Wie? Mittels Flugzeugabsturz? Kann eine Frau nachweisen, dass sie seit Jahren misshandelt wird und in einer völligen Ohnmachtssituation lebte (nicht aber notwendig im Affekt handelte!) wird dies mit Sicherheit als strafmildernd in Rechnung gestellt (und das was sonst als kaltblütiger Mord erschiene evtl. sogar im Extremfall als Notwehr taxiert).Zum anderen Part: Es wird aber auch Frauen geben, die ihren Gatten schon so loswerden wollten. Ist sogar sehr wahrscheinlich, wenn man die Lebensdauer einer heutigen Ehe berücksichtigt. Das Universum ist nicht gerecht, gut möglich, dass der gegangene erlöst wurde.
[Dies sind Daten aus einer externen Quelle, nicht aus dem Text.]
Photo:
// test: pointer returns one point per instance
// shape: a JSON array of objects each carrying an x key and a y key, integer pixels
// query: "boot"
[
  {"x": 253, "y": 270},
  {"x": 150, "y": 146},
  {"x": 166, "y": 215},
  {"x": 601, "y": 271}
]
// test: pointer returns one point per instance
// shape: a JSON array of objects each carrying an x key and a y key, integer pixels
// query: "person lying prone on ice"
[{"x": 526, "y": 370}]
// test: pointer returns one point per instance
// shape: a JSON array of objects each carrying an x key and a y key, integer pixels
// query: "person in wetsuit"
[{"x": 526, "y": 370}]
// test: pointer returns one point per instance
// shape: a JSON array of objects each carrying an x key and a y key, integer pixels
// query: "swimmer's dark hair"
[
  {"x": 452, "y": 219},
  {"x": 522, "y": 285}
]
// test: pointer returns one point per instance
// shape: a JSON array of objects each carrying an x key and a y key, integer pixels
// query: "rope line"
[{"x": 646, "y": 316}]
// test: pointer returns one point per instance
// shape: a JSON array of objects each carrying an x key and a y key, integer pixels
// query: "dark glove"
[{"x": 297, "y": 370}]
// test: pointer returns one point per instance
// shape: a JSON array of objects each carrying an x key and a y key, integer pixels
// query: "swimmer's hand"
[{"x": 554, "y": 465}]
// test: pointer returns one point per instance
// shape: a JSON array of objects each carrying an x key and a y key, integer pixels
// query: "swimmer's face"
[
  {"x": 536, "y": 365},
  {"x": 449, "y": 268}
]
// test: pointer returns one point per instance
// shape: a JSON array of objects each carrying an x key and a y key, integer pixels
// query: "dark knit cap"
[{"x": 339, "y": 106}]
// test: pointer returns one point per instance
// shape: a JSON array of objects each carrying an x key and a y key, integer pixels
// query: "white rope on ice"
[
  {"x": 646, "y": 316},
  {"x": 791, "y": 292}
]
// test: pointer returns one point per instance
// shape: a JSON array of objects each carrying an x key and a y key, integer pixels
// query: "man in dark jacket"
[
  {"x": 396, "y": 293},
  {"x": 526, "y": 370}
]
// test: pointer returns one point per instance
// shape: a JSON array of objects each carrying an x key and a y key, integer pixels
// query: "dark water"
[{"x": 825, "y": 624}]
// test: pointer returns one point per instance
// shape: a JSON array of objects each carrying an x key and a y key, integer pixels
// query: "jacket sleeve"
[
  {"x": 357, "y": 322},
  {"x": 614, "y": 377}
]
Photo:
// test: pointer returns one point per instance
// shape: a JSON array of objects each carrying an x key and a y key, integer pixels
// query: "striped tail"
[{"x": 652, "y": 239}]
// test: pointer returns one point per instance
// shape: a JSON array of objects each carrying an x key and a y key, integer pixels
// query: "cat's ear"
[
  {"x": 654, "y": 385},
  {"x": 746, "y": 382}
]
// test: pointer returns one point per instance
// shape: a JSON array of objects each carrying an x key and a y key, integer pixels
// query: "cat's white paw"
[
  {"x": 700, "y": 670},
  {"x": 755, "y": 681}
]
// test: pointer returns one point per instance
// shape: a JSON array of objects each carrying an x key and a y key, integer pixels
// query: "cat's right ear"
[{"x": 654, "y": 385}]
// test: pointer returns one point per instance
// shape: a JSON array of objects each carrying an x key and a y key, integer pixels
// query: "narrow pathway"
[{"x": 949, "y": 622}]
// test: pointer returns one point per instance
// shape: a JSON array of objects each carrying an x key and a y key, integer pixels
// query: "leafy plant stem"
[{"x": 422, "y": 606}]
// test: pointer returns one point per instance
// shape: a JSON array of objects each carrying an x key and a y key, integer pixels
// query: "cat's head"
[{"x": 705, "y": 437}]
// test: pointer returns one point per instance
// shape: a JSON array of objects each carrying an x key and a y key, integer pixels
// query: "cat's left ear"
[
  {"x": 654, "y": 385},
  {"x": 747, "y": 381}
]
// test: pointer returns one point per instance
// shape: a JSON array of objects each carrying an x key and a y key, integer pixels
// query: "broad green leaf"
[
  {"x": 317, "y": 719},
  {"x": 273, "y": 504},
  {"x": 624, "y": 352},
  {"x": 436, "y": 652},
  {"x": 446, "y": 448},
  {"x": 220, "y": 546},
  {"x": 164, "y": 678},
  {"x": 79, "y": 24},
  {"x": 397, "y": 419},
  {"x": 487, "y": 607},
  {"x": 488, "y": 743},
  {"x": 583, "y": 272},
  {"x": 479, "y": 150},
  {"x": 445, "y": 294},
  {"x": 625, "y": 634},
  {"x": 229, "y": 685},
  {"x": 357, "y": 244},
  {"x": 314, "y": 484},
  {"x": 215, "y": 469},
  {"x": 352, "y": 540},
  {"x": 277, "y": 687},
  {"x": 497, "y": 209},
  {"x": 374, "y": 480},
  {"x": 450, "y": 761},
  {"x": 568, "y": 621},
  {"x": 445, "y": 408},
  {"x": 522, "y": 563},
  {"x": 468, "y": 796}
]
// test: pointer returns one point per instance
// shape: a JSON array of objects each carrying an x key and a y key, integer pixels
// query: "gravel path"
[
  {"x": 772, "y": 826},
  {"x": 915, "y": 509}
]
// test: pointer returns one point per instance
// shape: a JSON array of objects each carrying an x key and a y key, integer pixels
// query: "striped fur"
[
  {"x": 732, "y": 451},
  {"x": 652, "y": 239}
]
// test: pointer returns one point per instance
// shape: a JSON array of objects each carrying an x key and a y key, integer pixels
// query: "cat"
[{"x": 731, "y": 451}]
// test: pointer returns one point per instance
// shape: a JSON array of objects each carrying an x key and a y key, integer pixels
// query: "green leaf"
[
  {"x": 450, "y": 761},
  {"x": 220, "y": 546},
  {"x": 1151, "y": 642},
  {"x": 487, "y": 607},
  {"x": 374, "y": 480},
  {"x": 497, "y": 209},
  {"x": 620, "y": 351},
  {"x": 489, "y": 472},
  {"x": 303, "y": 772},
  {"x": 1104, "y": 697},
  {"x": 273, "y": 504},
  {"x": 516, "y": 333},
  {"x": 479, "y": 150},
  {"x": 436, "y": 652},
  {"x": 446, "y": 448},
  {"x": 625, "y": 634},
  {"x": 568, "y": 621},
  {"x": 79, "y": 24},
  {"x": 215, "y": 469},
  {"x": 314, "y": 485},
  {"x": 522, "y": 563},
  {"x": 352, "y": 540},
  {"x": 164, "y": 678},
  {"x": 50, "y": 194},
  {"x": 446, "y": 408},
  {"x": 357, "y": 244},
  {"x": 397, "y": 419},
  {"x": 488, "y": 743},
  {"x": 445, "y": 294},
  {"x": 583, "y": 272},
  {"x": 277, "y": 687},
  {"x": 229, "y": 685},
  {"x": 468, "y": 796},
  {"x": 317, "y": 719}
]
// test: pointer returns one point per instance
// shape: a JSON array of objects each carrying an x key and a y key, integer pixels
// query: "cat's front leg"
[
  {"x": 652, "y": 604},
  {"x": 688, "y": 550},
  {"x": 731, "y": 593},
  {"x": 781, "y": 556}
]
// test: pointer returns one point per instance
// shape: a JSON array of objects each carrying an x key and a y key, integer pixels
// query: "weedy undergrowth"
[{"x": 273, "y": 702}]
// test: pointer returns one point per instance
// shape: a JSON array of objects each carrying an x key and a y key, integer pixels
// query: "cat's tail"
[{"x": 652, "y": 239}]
Warum nicht? Falls die Airline gemäss Gesetz als unschuldig frei gesprochen wird, dann erübrigt sich die Sache. Besteht aber der Verdacht, dass sie fahrlässig ihre Pflichten nicht nachkam, dann muss natürlich auch die Airline bestraft werden. Und die sinnvollste Weise dies zu tun, scheint dass die direkt Verantwortlichen bestraft werden (so sie denn auszumachen sind). Die Airline müsste verpflichtet werden ihre Standards zu erhöhen und zumindest an finanziell stark betroffene Hinterbliebene Geld zu zahlen, da müsste die Airline für die direkt Verantwortlichen einstehen (sehr problematisch dann aber nicht allen Hinterbliebenen gleich viel zu geben...oder pro gestorbenem Angehörigen und in Anbetracht dessen noch anzunehmender Lebenserwartung...lassen wir das).Ich gäbe ihnen konkret nichts. Und zwar allen. Die Leute werden wieder fliegen, weil sie müssen. Und wenn die Hinterbliebenen wirklich nicht mehr fliegen wollen, mei. Es gibt genug Nachschub.
Das ist nicht der Punkt. Strafen sollen eben über das blosse Weh-tun hinaus (oder gar nur) einen positiven Effekt haben, hier dass sich Warenhäuser um die gesetzlich geforderten Standards bemühen müssen und nicht auf Kosten von Angestellten oder Kunden ihre Taschen mit Geld vollstopfen und dafür hat man Macht bestimmt nicht freiwillig abgegeben (wie das faktisch niemand tut...man wird in Gesellschaften geboren deren Gesetze etc. man zu akzeptieren hat, wollen hin oder her und was ist schon freiwillig? Aber lassen wir auch das: das führte weit in den Dschungel kompat. Freiheitsargumentation hinein ). Ansonsten müsste man ja auch für einen Laisser-faire Kapitalismus votieren...Gott bewahre (den kennt man ja und wer fände den wünschenswert?).Man denke nur an die unzähligen Skandale in Supermärkten. Ein Bisschen rauschen im Medienwald, das wars dann. Die Leute kaufen weiter dort ein. Vielleicht sollte man den gegen die Wand gelaufenen auch mal klar machen, dass sie sich nicht zu echaufieren brauchen, weil sie keine Macht haben, die haben sie nämlich freiwillig abgegeben.